I have a dataframe made up of following data
val df = List(
(1,"wwe",List(1,2,3)),
(2,"dsad",List.empty),
(3,"dfd",null)).toDF("id","name","value")
df.show
+---+----+---------+
| id|name| value|
+---+----+---------+
| 1| wwe|[1, 2, 3]|
| 2|dsad| []|
| 3| dfd| null|
+---+----+---------+
inorder to explode array column values I used the following logic
def explodeWithNull(f:StructField): Column ={
explode(
when(
col(f.name).isNotNull, col(f.name)
).otherwise(
f.dataType.asInstanceOf[ArrayType].elementType match{
case StringType => array(lit(""))
case DoubleType => array(lit(0.0))
case IntegerType => array(lit(0))
case _ => array(lit(""))
}
)
)
}
def explodeAllArraysColumns(dataframe: DataFrame): DataFrame = {
val schema: StructType = dataframe.schema
val arrayFileds: Seq[StructField] = schema.filter(f => f.dataType.typeName == "array")

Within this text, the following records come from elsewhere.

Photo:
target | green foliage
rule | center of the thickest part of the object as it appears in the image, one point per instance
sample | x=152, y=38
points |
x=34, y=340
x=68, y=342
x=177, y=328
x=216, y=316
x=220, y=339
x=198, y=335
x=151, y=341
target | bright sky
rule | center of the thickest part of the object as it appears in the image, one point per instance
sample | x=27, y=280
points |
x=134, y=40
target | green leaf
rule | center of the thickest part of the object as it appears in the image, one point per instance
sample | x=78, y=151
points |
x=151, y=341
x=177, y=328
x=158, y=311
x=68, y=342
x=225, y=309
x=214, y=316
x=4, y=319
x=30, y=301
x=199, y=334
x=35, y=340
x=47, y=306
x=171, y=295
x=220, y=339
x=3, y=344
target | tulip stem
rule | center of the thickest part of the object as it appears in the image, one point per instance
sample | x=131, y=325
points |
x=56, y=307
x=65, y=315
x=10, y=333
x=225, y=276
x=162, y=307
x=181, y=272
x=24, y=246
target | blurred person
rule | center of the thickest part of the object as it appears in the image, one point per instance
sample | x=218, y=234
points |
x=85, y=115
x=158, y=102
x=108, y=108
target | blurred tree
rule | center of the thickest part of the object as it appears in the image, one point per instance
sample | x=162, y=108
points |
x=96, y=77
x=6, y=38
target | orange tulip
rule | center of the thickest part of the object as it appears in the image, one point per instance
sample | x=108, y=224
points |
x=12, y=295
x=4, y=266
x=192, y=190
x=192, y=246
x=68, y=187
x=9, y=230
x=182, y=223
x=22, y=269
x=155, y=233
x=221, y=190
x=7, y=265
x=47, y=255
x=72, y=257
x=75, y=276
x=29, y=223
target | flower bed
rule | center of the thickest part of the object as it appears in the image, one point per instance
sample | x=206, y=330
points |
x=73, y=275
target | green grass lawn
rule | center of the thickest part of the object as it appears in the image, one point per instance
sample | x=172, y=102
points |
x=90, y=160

arrayFileds.foldLeft(dataframe) {
(df: DataFrame, f: StructField) => df.withColumn(f.name,explodeWithNull(f))
}
}
explodeAllArraysColumns(df).show
+---+----+-----+
| id|name|value|
+---+----+-----+
| 1| wwe| 1|
| 1| wwe| 2|
| 1| wwe| 3|
| 3| dfd| 0|
+---+----+-----+
exploding this way I'm missing out the row which is an empty array in df. Ideally I don't want to miss that row,I either want a null or a default value for that column in the exploded dataframe.How to achieve this?